Lauzes, Angèle Paoli (par Philippe Leuckx)
Lauzes, mars 2021, 124 pages (préface Marie-Hélène Prouteau, Ill. Guy Paul Chauder), 20 €
Ecrivain(s): Angèle Paoli Edition: Al Manar
Voilà un ouvrage qui déroge à l’ordinaire des publications et le titre sans doute étrange en dresse une porte d’entrée insolite. Les lauzes, entre vert et gris, qui peuplent certaines toitures, servent de petites pierres pour accueillir ici chacune des découvertes romaines ou autres qu’un regard d’observatrice experte propose. Un rien entomologiste, visant à scruter à la manière d’un insecte le monde ambiant, la nouvelliste prend son temps pour trouver les beaux et bons mots aptes à restituer lumière, éclat, souvenirs.

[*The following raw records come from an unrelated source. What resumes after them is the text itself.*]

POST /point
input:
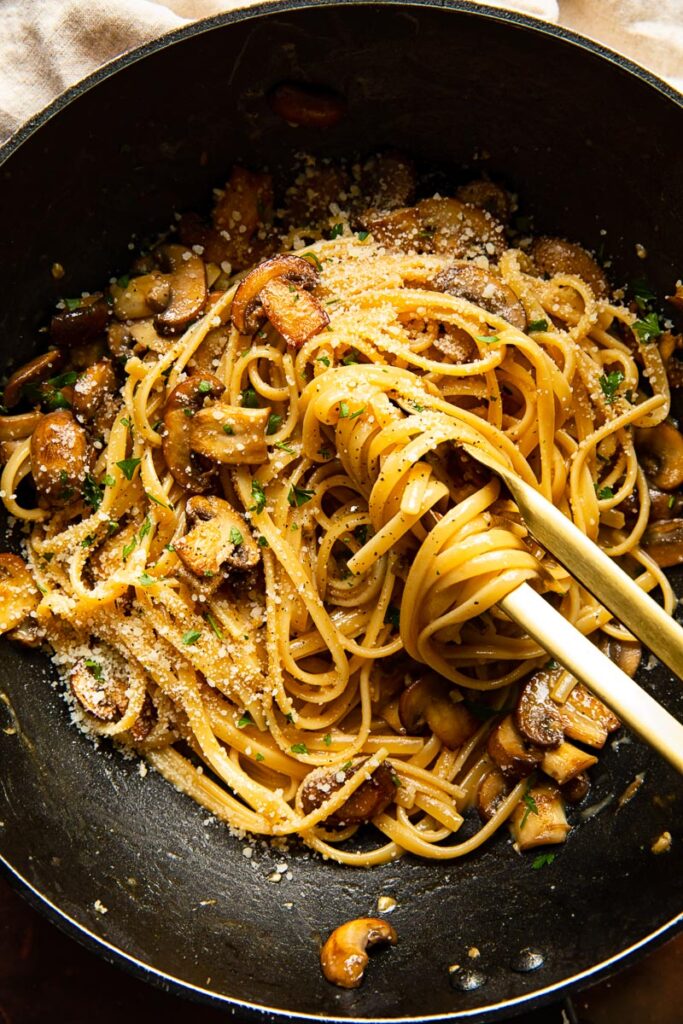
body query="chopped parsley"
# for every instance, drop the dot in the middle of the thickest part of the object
(128, 467)
(258, 495)
(543, 859)
(647, 328)
(299, 496)
(610, 384)
(273, 423)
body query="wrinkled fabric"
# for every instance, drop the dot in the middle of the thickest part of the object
(48, 45)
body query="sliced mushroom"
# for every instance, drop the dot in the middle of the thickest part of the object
(182, 404)
(18, 594)
(587, 719)
(372, 797)
(537, 715)
(539, 819)
(343, 956)
(230, 434)
(15, 428)
(306, 105)
(218, 540)
(75, 327)
(486, 196)
(429, 705)
(664, 542)
(566, 762)
(660, 452)
(558, 256)
(59, 458)
(92, 389)
(31, 375)
(187, 288)
(493, 791)
(478, 286)
(247, 311)
(241, 216)
(510, 750)
(141, 296)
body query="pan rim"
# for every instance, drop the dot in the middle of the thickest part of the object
(38, 900)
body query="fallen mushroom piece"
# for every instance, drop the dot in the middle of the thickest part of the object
(75, 327)
(478, 286)
(558, 256)
(343, 956)
(184, 401)
(486, 196)
(660, 453)
(371, 799)
(142, 296)
(187, 288)
(587, 719)
(306, 105)
(428, 704)
(510, 750)
(566, 762)
(59, 458)
(30, 375)
(18, 594)
(493, 791)
(230, 434)
(218, 540)
(537, 715)
(539, 819)
(247, 311)
(294, 313)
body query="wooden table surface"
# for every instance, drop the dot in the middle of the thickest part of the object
(46, 977)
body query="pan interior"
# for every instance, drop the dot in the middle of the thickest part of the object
(590, 148)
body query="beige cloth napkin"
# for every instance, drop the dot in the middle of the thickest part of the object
(47, 45)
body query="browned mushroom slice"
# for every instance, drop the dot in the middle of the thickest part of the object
(306, 105)
(15, 428)
(32, 374)
(475, 285)
(459, 229)
(182, 404)
(343, 956)
(428, 704)
(577, 788)
(75, 327)
(187, 288)
(388, 181)
(566, 762)
(660, 452)
(294, 313)
(241, 215)
(218, 540)
(493, 791)
(538, 716)
(247, 311)
(539, 819)
(587, 719)
(486, 196)
(664, 542)
(371, 799)
(59, 458)
(558, 256)
(18, 594)
(512, 753)
(141, 296)
(230, 434)
(94, 386)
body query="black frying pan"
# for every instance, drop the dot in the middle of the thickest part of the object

Particulièrement beaux, les deux récits (Ponte Mammolo, Centrale Montemartini) qui nous mènent aux confins pasoliniens de Rome : Via Ostiense ou vers Tivoli, dans un endroit pas possible où il faut patience pour se trouver un bus, un train, mais où la solidarité sert parfois et heureusement de monnaie d’échange. On retrouve là l’esprit pasolinien des terrains vagues, des rencontres fortuites, d’une Rome populaire et quasi oubliée, loin du centre, aux confins de la ville. Angèle s’y trouve à son aise, dans la description précise de ces lieux désordonnés, bouillants de vie, incommodes et vrais.
Chaque poème sert de transition entre deux récits.

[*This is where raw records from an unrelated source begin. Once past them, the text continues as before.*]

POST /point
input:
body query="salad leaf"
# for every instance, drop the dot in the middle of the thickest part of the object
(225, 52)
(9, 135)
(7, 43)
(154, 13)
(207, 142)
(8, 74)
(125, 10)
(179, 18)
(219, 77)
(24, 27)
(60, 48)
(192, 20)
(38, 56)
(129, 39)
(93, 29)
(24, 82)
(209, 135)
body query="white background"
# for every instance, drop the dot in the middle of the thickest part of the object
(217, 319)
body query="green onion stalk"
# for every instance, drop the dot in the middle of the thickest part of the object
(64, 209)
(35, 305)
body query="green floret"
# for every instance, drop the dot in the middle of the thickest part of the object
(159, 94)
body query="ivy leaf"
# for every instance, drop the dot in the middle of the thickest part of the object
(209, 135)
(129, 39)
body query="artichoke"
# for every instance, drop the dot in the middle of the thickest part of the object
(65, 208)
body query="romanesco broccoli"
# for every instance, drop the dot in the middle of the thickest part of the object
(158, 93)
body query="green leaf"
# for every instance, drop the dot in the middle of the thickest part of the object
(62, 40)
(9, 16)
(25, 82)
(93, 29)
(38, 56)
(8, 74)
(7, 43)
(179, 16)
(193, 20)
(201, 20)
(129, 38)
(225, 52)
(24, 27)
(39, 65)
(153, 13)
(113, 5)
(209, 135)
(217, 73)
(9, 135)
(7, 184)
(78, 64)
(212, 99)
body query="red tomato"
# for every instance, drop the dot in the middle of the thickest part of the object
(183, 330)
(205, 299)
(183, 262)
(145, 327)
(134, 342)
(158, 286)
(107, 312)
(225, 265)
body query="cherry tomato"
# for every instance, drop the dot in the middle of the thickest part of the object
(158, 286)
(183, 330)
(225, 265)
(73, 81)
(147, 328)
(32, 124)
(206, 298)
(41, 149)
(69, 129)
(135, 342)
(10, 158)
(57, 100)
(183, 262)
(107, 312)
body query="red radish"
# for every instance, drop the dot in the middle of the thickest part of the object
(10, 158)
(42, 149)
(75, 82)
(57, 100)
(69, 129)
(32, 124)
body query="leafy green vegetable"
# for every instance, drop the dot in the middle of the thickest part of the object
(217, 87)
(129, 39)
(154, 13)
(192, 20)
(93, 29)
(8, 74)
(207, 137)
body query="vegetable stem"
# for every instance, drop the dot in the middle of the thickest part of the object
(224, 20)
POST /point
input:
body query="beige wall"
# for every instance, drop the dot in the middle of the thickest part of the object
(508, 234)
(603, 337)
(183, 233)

Les chasseurs à l’affût surveillent les talus
lauzes à découvert
bouquets de menthe bleue (p.61)
Chaque poème, comme une lauze zèbre le toit.
Transition ou miracle de vert gris.
L’Italie donne sa coloration particulière à ces récits, L’Arétin, la « Jeune fille morte », les collines toscanes s’imprègnent d’une atmosphère, à la fois ouatée et grave, à l’aune des fresques observées. Comme les lauzes se superposent pour offrir une étanchéité parfaite, les récits, ici, s’emboîtent pour dérouler la ferveur de la nouvelliste envers sa terre aimée.
L’écriture, très gourmande de sensations vives, se nourrit de termes rares, que la botanique enchante, sert une sensualité aussi vive, comme dans le volume Italies Fabulae, comme si les terres fêtées rejaillissaient dans la forme même du propos.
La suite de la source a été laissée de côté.